Issue (i): Whether the amended requirement in Section 202 of the Code of Criminal Procedure, 1973 is mandatory in the sense that non-compliance vitiates cognizance and issue of process, and whether it applies to prosecutions under Section 138 of the Negotiable Instruments Act, 1881.
Analysis: The amended language in Section 202 was introduced to ensure greater judicial caution before summoning an accused residing outside jurisdiction and to prevent harassment by unwarranted prosecutions. The provision was held to apply to complaints under Section 138 of the Negotiable Instruments Act, 1881 because there is no contrary provision excluding its operation and the procedure under the Code continues to govern such complaints. However, the purpose of the amendment was understood as securing careful application of mind before process is issued, not as creating an inflexible rule that every non-compliance automatically nullifies the proceedings. The decisive inquiry remained whether the Magistrate had sufficient materials to conclude that there was sufficient ground for proceeding.
Conclusion: The amended Section 202 applies to prosecutions under Section 138 of the Negotiable Instruments Act, 1881, but non-compliance does not ipso facto vitiate cognizance or issue of process if sufficient ground for proceeding is otherwise available.
Issue (ii): Whether, on the materials already available after examination under Section 200 of the Code of Criminal Procedure, 1973, a further inquiry under Section 202 of the Code of Criminal Procedure, 1973 was necessary in the two proceedings.
Analysis: The Court held that the stage under Sections 200, 202, 203 and 204 is directed only to the limited question whether there is sufficient ground for proceeding. In a complaint under Section 138 of the Negotiable Instruments Act, 1881, where the complaint, affidavit and supporting documents already supply the necessary threshold satisfaction, a further inquiry under Section 202 may be unnecessary and ritualistic. In the proceeding where the Magistrate had insisted on production of loan documents and further examination despite adequate materials already being available, such insistence was found unwarranted.
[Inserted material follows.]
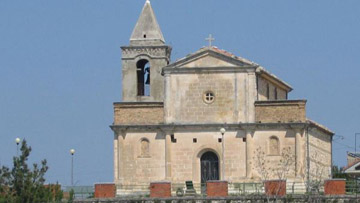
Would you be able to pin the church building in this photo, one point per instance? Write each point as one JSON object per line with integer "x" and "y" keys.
{"x": 208, "y": 116}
In the companion matter, sufficient materials existed to proceed and the omission to hold a further inquiry did not vitiate the process.
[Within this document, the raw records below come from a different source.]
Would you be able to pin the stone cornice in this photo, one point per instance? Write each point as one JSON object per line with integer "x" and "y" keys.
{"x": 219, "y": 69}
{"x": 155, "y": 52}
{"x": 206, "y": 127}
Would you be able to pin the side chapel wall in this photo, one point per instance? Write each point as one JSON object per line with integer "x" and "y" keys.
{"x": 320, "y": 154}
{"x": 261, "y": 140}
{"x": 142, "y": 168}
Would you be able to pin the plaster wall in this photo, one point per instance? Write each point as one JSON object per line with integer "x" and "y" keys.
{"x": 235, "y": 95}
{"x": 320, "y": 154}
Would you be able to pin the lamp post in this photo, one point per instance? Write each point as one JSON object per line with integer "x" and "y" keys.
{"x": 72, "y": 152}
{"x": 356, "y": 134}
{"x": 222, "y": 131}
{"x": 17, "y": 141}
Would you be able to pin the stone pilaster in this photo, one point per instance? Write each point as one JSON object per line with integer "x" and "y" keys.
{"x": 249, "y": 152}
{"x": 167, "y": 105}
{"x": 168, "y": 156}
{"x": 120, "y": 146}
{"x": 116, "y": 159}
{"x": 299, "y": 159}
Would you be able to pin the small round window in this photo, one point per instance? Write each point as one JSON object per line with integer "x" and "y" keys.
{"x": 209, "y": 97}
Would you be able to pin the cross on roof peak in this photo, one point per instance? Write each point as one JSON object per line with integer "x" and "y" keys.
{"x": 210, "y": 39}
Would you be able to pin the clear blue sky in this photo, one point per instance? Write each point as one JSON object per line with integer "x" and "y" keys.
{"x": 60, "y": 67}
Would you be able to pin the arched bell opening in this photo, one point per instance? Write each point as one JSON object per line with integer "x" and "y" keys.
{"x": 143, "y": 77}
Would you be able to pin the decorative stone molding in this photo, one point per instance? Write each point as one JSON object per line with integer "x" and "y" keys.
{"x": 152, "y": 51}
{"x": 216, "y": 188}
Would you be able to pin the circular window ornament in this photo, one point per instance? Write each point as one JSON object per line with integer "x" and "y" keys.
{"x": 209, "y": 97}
Conclusion: A further inquiry under Section 202 was not necessary in the matter allowed, and the omission to hold such inquiry did not invalidate the other proceeding.
Final Conclusion: The common order upheld the continuation of one complaint and set aside the direction for further inquiry in the other, while reaffirming that the amended pre-process inquiry under Section 202 is meant to ensure careful scrutiny and not to require a ritualistic exercise when sufficient materials already justify process.
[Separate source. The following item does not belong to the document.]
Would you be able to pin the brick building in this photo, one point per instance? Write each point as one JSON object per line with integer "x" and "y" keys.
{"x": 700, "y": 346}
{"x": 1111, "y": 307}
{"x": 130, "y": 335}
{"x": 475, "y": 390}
Ratio Decidendi: The amended requirement of inquiry under Section 202 is intended to secure cautious judicial satisfaction before issuing process, but it does not nullify cognizance or process where the materials already disclose sufficient ground for proceeding, and in Section 138 complaints such satisfaction may ordinarily be reached on the basis of the complaint, affidavit and supporting documents available under Section 200.